Thursday, February 27, 2014

Vertical Histogram

In the process of munging data for my current project I came across the need to compare (visually) the difference between two modes within the same dataset. I was using a simple scatterplot and setting the alpha in the hopes that the over-plotting would indicate which was the major mode. Unfortunately, the size of the data overwhelmed this approach.

I only wanted to use a single image and it was important that I keep the scatterplot to show other features of the data. I started looking for a way to combine a histogram (rotated 90 degrees) with the scatterplot to help describe the density within the plot. A quick search for how to do this in R turned up empty so I decided to implement my own version of such a plot.

Certainly, there are other ways to describe the features that I am trying to present here but in this particular case the following code worked out nicely. Hopefully it proves useful to others as well.


plot.vertical.hist <- function(data,breaks=500) {

    agg <- aggregate(data$Y, by=list(xs=data$X), FUN=mean)
    hs <- hist(agg$x / 10000, breaks=breaks, plot=FALSE)

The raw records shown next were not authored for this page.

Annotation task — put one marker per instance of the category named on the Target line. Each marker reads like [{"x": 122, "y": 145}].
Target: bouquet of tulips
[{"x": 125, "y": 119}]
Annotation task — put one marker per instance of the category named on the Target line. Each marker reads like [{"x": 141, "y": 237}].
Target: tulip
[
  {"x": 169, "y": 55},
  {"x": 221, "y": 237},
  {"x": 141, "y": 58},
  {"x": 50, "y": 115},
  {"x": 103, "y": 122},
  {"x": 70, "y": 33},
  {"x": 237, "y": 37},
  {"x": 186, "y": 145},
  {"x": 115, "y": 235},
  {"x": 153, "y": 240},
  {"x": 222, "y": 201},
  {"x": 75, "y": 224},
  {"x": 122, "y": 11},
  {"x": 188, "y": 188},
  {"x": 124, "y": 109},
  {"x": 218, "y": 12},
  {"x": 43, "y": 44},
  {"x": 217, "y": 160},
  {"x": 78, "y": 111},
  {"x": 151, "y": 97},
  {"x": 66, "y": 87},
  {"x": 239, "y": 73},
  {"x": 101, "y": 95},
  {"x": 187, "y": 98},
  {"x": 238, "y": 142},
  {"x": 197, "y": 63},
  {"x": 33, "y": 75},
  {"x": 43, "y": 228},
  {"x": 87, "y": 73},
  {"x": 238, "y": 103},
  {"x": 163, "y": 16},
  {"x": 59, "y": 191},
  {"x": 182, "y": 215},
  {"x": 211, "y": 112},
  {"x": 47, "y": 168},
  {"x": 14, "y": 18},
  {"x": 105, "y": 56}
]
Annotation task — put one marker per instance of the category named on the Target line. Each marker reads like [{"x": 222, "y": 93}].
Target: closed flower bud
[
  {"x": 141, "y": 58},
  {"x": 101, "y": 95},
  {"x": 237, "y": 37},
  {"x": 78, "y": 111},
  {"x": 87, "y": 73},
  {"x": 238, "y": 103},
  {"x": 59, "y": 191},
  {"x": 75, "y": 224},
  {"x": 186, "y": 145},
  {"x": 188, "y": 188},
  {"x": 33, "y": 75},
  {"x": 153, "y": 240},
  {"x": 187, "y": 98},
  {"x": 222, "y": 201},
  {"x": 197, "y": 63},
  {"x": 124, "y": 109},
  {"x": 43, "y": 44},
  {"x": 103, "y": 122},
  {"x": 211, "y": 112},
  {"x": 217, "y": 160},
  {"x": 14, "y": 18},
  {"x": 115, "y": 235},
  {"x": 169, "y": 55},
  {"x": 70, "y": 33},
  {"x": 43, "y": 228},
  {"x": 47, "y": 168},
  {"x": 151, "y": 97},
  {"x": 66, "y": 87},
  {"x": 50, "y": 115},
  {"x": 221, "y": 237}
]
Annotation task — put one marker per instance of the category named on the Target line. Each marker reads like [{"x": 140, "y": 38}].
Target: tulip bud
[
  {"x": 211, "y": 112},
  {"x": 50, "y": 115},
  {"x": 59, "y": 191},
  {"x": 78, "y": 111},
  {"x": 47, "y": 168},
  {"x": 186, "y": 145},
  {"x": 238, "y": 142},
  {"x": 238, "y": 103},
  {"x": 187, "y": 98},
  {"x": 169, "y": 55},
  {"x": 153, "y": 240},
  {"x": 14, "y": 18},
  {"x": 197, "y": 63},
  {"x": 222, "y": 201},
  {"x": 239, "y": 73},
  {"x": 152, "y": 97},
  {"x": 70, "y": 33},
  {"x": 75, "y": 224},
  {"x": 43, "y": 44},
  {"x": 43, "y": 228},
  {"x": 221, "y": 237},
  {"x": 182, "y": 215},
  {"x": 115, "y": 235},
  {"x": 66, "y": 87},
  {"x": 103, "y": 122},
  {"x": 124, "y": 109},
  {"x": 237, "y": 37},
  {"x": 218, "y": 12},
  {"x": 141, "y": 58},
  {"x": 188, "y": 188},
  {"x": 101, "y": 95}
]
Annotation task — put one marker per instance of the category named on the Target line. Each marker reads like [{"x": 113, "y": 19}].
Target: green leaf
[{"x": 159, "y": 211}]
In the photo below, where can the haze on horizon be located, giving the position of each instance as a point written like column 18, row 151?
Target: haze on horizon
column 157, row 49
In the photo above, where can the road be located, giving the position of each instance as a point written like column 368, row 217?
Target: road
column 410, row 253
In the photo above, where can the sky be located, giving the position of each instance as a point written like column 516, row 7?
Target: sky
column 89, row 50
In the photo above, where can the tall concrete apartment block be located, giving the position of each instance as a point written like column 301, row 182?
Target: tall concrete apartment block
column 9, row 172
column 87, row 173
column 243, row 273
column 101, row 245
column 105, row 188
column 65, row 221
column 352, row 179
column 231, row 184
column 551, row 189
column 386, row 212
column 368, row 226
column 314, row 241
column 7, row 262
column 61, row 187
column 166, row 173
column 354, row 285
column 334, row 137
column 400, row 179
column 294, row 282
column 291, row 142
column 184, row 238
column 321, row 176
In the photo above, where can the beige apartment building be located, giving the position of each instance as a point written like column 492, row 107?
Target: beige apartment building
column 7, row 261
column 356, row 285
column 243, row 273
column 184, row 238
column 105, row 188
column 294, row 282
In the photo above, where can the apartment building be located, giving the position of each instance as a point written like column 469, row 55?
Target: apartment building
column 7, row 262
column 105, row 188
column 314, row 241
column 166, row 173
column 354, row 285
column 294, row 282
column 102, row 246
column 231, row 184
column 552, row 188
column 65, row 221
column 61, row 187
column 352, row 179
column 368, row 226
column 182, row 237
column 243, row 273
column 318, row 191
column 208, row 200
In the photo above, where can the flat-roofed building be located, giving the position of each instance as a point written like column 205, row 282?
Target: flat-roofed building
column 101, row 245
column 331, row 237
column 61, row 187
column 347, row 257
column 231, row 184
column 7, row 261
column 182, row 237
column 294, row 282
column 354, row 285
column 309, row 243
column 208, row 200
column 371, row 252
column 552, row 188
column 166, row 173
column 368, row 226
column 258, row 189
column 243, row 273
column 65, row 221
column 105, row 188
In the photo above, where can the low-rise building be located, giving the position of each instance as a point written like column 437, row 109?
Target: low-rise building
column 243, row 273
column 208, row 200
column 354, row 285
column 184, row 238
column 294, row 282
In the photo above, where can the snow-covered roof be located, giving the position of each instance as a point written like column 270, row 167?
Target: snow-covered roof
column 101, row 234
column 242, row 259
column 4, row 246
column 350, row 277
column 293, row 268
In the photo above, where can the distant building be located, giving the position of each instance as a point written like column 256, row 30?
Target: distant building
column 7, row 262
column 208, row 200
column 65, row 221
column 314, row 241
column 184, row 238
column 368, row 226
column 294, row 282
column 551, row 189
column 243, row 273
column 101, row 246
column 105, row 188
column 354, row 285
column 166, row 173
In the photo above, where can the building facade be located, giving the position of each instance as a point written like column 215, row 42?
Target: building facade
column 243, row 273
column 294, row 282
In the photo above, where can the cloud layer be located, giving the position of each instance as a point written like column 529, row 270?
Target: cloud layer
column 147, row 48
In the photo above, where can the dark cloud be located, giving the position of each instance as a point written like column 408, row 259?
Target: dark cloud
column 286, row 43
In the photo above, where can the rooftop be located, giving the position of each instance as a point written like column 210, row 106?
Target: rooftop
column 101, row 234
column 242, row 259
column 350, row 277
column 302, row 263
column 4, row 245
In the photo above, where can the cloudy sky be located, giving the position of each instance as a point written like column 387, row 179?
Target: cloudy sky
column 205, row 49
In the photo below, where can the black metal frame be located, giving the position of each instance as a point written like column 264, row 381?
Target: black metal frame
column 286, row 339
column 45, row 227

    old.par <- par(no.readonly=TRUE)
    mar.default <- par('mar')
    mar.left <- mar.default
    mar.right <- mar.default
    mar.left[4] <- 0
    mar.right[2] <- 0

    # Main plot 
    par (fig=c(0,0.8,0,1.0), mar=mar.left)
    plot (agg$xs, agg$x / 10000,
          xlab="X", ylab="Y",
          main="Vertical Histogram Side Plot",
          pch=19, col=rgb(0.5,0.5,0.5,alpha=0.5))
    grid ()

    # Vertical histogram of the same data
    par (fig=c(0.8,1.0,0.0,1.0), mar=mar.right, new=TRUE)
    plot (NA, type='n', axes=FALSE, yaxt='n',
          xlab='Frequency', ylab=NA, main=NA,
          xlim=c(0,max(hs$counts)),
          ylim=c(1,length(hs$counts)))
    axis (1)
    arrows(rep(0,length(hs$counts)),1:length(hs$counts),
           hs$counts,1:length(hs$counts),
           length=0,angle=0)

    par(old.par)
    invisible ()
}

Results look similar to the following:



Initially, I experimented with rug or barplot(..., horiz=TRUE). Unfortunately, rug isn't available on the left or right side and would suffer from the same problem that the alpha settings did and I was unable to get the alignment worked out when using barplot.